Homer JHomer J Posts: 932
edited January 2010 in The bottom bracket
Well I've done my back in :cry: (lower back when using shovel) and i'm wondering which one of these are the best to see. Anyone had any good or bad experiences.

Thanks
Homer J

Posts

  • Chiro will rape your wallet. Don't bother. Never had a good experience from them and I've been to a few.
    There is never redemption, any fool can regret yesterday...

    Be Pure! Be Vigilant! Behave!
  • ceecee Posts: 4,553
    Hey Homer...

    I have struggled with my back for a few years now....

    First thing I tried was a chiro....it definitely helped in the very short term, but as drew says, relies heavily on repeat appointments to have a consistently good back.

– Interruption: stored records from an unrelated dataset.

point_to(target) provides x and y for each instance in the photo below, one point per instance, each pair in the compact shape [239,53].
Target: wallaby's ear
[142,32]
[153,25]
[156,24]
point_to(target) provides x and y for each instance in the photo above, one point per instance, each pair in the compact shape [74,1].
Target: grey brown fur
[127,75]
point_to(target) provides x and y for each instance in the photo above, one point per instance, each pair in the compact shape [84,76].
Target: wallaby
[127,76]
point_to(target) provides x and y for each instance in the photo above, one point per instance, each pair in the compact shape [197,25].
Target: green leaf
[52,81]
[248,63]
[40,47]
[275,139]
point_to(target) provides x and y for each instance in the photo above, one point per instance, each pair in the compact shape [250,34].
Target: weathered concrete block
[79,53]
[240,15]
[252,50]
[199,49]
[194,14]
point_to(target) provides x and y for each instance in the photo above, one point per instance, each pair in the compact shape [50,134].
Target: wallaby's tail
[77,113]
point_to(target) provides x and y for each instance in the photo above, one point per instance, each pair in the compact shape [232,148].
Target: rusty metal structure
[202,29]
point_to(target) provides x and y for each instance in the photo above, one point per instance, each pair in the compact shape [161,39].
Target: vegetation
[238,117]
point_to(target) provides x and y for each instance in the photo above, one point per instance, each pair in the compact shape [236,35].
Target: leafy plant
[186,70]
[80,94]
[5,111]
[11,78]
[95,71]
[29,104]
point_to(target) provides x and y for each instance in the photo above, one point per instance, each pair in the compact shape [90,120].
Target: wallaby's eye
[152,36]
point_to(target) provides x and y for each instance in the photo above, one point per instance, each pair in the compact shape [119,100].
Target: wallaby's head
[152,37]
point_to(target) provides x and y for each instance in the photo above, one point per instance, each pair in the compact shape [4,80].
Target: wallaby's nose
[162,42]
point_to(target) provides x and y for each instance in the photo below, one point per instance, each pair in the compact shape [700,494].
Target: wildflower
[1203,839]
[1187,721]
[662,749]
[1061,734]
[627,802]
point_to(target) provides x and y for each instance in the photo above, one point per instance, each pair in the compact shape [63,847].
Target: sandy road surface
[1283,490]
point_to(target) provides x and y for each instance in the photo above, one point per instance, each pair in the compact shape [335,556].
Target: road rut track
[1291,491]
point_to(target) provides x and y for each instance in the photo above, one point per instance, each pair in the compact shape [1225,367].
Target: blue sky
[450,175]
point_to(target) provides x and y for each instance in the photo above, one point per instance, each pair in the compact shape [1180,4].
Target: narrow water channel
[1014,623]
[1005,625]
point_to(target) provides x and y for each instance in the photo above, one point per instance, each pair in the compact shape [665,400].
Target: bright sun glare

    Next I tried Osteo....they are different from chiro mostly because of the spelling....they say that it is less severe than chiro, but my experience was that they used very similar techniques..again relied on repeat appointments.

    Next I went to the doctor who referred me to a physio and gave me co-codamol (100 x 30/500) and diazepam (or valium if you prefer..but 2mg tablets..)

    The pills helped.....but I couldn't do anything else while taking them (couldn't concentrate enough to even read, or watch tv...)

    Physio...mostly worked on core stability and for me this has has the most long lasting benefits, however it has still not cured my back pain...

    Next step is to go back to the doctor and make lots of noise about getting some kind of scan to find out what is really going on.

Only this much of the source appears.